Thickly gilded with the famous, Another City, Not My Own might appear to be an exercise in name dropping, but let's be honest: there is something fascinating about hearing Elizabeth Taylor discuss Dennis Fung. What saves Dunne from seeming like an unbearable show-off is his good-spiritedness about his swell life--he makes it clear he is having a great time. Asked if he is feeding the maw of celebrity culture, he says, "I can only tell you this is an accurate portrayal of my life for that year."
Throughout Another City, Not My Own, Dunne has threaded his personal story. After arriving in Los Angeles in the late 1950s, he led an A-list social life but was a B-list producer, making The Boys in the Band, The Panic in Needle Park and the Elizabeth Taylor flop Ash Wednesday. "I hated Nick in the old days," says Sue Mengers, the most powerful agent in Hollywood at the time. "I thought he was superficial and arrogant." Dunne would agree.
While he and Mengers are now friends, Dunne attributes his downfall partly to a wisecrack he made about her and her husband. "I was blackballed after that," he remembers. "It was hilarious at the time." (He won't repeat it.) Mengers counters that she doesn't even know what the remark was. "How can you blackball a producer? It's ridiculous," she says. "You can't tell a star or director what to do. I wish I had had that kind of power. He uses it as a convenient excuse." Asked if people gloated over Dunne's fall, Mengers says something even worse: "There was no talk about Nick.
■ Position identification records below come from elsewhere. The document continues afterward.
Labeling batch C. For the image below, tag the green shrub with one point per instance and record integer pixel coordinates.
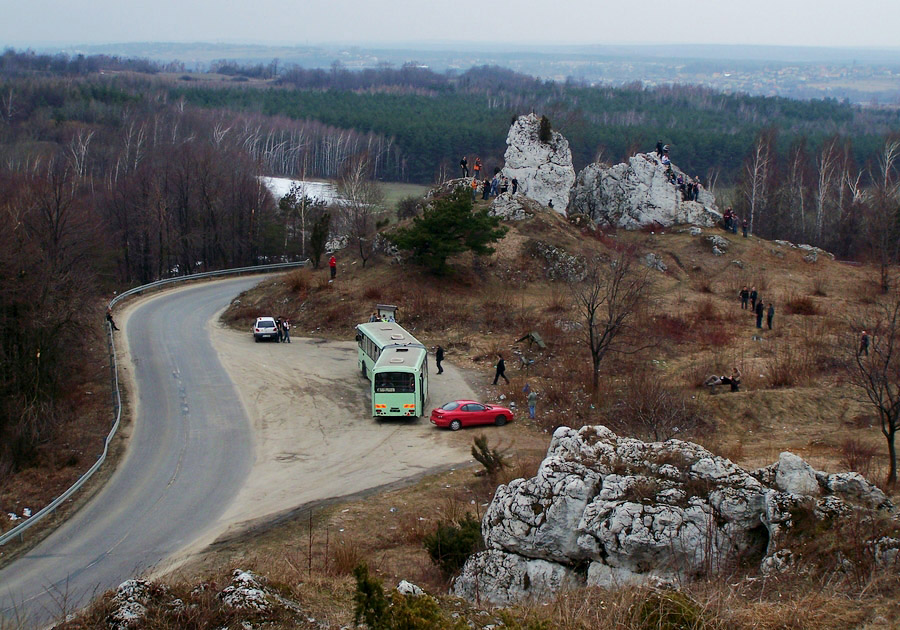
(491, 458)
(450, 545)
(668, 610)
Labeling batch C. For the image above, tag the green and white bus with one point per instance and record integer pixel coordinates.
(397, 366)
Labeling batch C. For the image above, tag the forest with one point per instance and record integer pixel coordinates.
(117, 172)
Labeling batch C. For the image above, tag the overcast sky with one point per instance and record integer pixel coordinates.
(838, 23)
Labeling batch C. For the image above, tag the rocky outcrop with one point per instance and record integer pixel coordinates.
(608, 511)
(638, 193)
(511, 207)
(544, 169)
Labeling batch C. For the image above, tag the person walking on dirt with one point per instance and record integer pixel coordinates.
(735, 380)
(113, 323)
(501, 369)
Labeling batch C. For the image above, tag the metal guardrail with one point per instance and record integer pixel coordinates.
(19, 530)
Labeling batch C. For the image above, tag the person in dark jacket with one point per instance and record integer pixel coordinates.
(501, 370)
(438, 357)
(114, 327)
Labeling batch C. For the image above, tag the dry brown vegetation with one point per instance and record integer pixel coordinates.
(792, 398)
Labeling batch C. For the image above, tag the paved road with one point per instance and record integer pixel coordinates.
(190, 451)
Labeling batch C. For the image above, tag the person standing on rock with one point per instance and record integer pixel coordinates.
(501, 369)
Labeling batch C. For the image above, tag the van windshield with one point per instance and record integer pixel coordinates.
(395, 383)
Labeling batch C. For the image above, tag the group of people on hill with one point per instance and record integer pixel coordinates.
(731, 221)
(497, 185)
(750, 298)
(689, 186)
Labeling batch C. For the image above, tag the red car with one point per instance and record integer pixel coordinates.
(464, 413)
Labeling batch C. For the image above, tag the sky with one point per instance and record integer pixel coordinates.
(830, 23)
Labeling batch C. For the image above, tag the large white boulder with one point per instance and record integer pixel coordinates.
(638, 193)
(635, 512)
(544, 170)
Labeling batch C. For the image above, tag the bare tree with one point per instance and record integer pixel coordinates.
(874, 371)
(884, 212)
(361, 203)
(756, 175)
(608, 298)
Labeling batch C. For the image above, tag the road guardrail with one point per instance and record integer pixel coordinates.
(19, 530)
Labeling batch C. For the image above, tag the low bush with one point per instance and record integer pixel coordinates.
(800, 305)
(451, 544)
(668, 610)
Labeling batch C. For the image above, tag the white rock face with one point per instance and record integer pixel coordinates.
(638, 193)
(544, 170)
(636, 512)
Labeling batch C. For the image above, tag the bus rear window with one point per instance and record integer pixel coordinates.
(395, 383)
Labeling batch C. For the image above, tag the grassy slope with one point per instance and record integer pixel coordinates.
(793, 399)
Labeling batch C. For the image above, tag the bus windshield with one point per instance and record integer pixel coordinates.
(395, 383)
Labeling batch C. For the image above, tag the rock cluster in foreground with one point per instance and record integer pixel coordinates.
(608, 511)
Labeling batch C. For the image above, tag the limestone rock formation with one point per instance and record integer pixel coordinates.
(511, 207)
(544, 170)
(638, 193)
(630, 512)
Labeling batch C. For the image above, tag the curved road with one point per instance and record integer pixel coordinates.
(190, 451)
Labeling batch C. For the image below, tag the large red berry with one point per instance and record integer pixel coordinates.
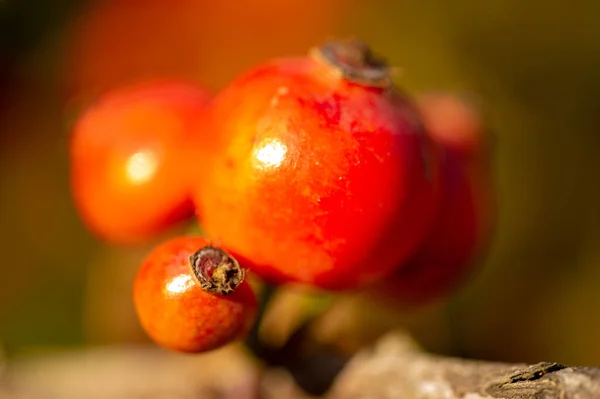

People in Hollywood only talk about you if you are successful."
By the mid-'70s, Dunne's career and marriage were over, and his drinking and drug taking were out of control. "I remember being in a closet with someone who was shooting cocaine," he says, "and a voice said, 'Get out of there.'" He did get out of there, and spent six months in a cabin in Oregon, where he quit drinking and began to write. He moved to a tiny apartment in Greenwich Village. "My entire life," he says, "was my room and the A.A. meetings on Perry Street."
Earlier, Dunne's wife Ellen, whom he remained very close to despite their divorce, had contracted multiple sclerosis. Then, shortly after his move to New York City, his daughter was killed. "If I had been drinking when that happened..." he says, his voice trailing off. His first novel failed, but his second, The Two Mrs. Grenvilles, became a best seller; he covered the Von Bulow trial, and his second career was launched.
Now a phase of it is coming to a close. Dunne says Another City, Not My Own is his farewell to murder trials. For readers, that's too bad. What has marked his work is not his writing or his reporting but his moral fervor. To journalists the Simpson trial was a great story; to the attorneys it seemed to be a competition; to the public it was a mini-series. Certainly, Dunne relished the spectacle, but more than anyone else, he passionately attended to what the trial was really about--the slayings of Nicole Simpson and Ron Goldman. Having seen the hand marks of his daughter's killer on her purple, swollen neck, Dunne knows the reality of murder. No writer could have used that knowledge with more decency or energy.